I assume you are using Python's email package? It should handle images just fine. If you need to decode the image yourself, you need to have a look at the encoding, in this case base64. There is a module for encoding and decoding base64 in the stdlib, too.

As for the mapping, just get the Content-Id header from the images, create a dict that maps content ids to mime parts. To resolve the URLs in src, check if they start with 'cid:' (i.e. resolve to an internal mime document), strip off the prefix and look them up in the dictionary you created before.

Community
  • 1
  • 1
Torsten Marek
  • 83,780
  • 21
  • 91
  • 98
  • thanks for your reply. Yes, I am using email package. I do not have issues in decoding and reading the base64 content. I have done that for attachments.

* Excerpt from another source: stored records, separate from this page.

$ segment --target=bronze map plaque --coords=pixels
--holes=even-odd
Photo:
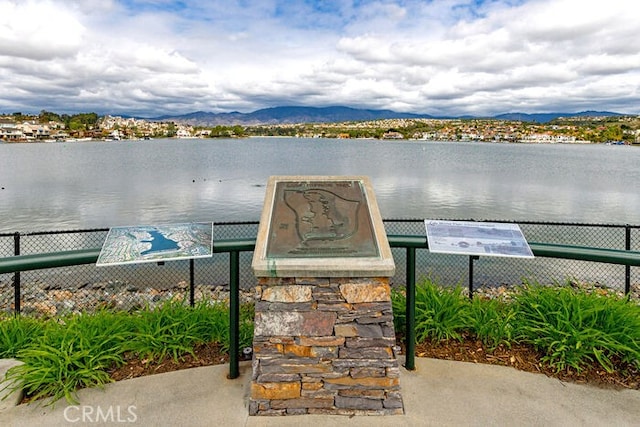
[[[357,180],[276,182],[269,230],[267,258],[379,256]]]

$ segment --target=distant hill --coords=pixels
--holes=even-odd
[[[428,114],[398,113],[391,110],[365,110],[349,107],[273,107],[252,113],[207,113],[198,111],[179,116],[161,116],[151,120],[175,121],[194,126],[264,125],[291,123],[335,123],[379,119],[433,118]]]
[[[558,117],[589,117],[589,116],[622,116],[623,114],[608,111],[583,111],[580,113],[506,113],[489,117],[500,120],[520,120],[525,122],[548,123]],[[173,121],[192,126],[217,125],[279,125],[292,123],[337,123],[351,121],[367,121],[381,119],[472,119],[472,116],[436,117],[428,114],[399,113],[392,110],[368,110],[350,107],[273,107],[256,110],[252,113],[208,113],[196,111],[183,115],[165,115],[147,120]],[[481,118],[481,117],[476,117]],[[486,117],[484,117],[486,118]]]

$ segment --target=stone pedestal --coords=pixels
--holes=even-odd
[[[395,265],[366,178],[272,177],[253,268],[250,415],[404,412]]]

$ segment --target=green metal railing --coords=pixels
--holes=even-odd
[[[408,370],[415,369],[415,286],[416,286],[416,249],[428,249],[426,236],[417,235],[389,235],[389,245],[392,248],[406,249],[406,361]],[[239,374],[239,322],[240,322],[240,253],[255,249],[255,239],[225,239],[216,240],[213,244],[214,253],[229,253],[229,286],[230,286],[230,346],[229,346],[229,378],[237,378]],[[575,245],[559,245],[530,242],[529,246],[537,257],[564,258],[599,263],[619,264],[630,267],[640,266],[640,251],[593,248]],[[0,258],[0,274],[46,268],[65,267],[80,264],[92,264],[98,259],[100,249],[81,249],[73,251],[41,253],[30,255],[16,255]],[[473,268],[473,259],[469,258],[469,268]],[[193,272],[193,264],[191,264]],[[191,274],[191,302],[193,303],[193,273]],[[472,284],[472,271],[469,274]],[[16,307],[19,308],[19,280],[16,281]],[[470,289],[472,291],[472,289]],[[625,293],[629,293],[629,274],[626,275]],[[472,293],[470,293],[470,296]],[[19,312],[19,309],[16,310]]]

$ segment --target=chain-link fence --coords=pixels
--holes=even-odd
[[[504,221],[492,221],[504,222]],[[556,243],[611,249],[640,250],[640,226],[519,222],[529,242]],[[425,235],[423,220],[386,220],[389,235]],[[253,239],[258,223],[216,223],[214,242]],[[0,234],[0,257],[100,248],[107,229],[24,234]],[[396,275],[392,284],[405,283],[406,250],[392,249]],[[256,280],[251,270],[252,252],[240,253],[241,300],[251,299]],[[96,267],[94,264],[0,274],[0,310],[14,312],[16,302],[25,314],[59,315],[100,307],[132,310],[171,299],[225,300],[229,293],[229,254],[211,258],[159,264]],[[556,258],[516,259],[416,251],[416,277],[431,277],[443,285],[467,286],[473,268],[473,288],[520,284],[564,283],[567,279],[596,284],[616,291],[625,288],[630,275],[634,289],[640,269],[622,265]],[[16,298],[16,295],[18,296]],[[633,297],[633,295],[632,295]]]

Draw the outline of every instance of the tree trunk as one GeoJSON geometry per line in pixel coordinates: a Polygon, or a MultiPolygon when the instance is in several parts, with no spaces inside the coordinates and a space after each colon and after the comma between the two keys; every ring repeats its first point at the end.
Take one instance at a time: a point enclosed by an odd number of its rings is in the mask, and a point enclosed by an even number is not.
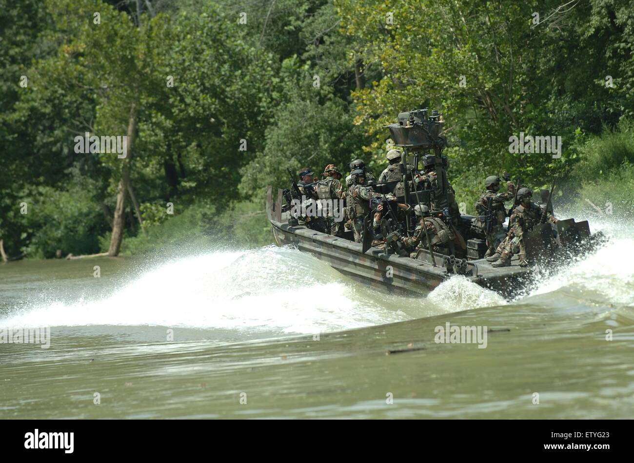
{"type": "Polygon", "coordinates": [[[143,219],[141,217],[141,208],[139,207],[139,202],[136,200],[136,196],[134,196],[134,191],[132,189],[132,182],[129,179],[127,181],[127,192],[130,194],[130,200],[134,206],[134,211],[136,212],[136,218],[139,219],[139,225],[141,225],[141,229],[145,234],[145,230],[143,229],[143,219]]]}
{"type": "Polygon", "coordinates": [[[126,193],[130,184],[130,162],[132,160],[132,144],[136,129],[136,106],[133,104],[130,110],[130,118],[127,123],[127,139],[126,141],[127,157],[122,160],[121,180],[119,181],[117,193],[117,205],[115,206],[114,219],[112,220],[112,236],[110,238],[110,247],[108,255],[117,256],[121,250],[123,241],[123,229],[125,224],[124,213],[126,212],[126,193]]]}
{"type": "Polygon", "coordinates": [[[363,61],[361,58],[354,61],[354,78],[356,80],[357,90],[365,87],[365,76],[363,75],[363,61]]]}
{"type": "Polygon", "coordinates": [[[6,263],[8,259],[6,258],[6,254],[4,253],[4,246],[3,246],[4,239],[0,239],[0,256],[2,256],[2,261],[6,263]]]}

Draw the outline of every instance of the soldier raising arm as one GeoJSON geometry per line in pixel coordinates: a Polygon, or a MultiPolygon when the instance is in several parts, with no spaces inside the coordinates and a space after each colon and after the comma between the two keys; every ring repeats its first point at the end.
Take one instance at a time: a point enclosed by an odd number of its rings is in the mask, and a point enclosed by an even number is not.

The issue is in parsing and mapping the content with cid part. – Ankit Jaiswal Dec 02 '10 at 07:12
  • What do you mean by parsing? The content ID does not carry any meaning apart from identy, it's just chosen to be unique within the document. – Torsten Marek Dec 02 '10 at 07:21
  • parsing means my code is working fine for all types of emails except the emails with inline or embedded images. It shows all the contents I posted in the question into the body of the email. – Ankit Jaiswal Dec 02 '10 at 15:34
2

Fixed the issue by checking the Content-Disposition value and cid in the contents.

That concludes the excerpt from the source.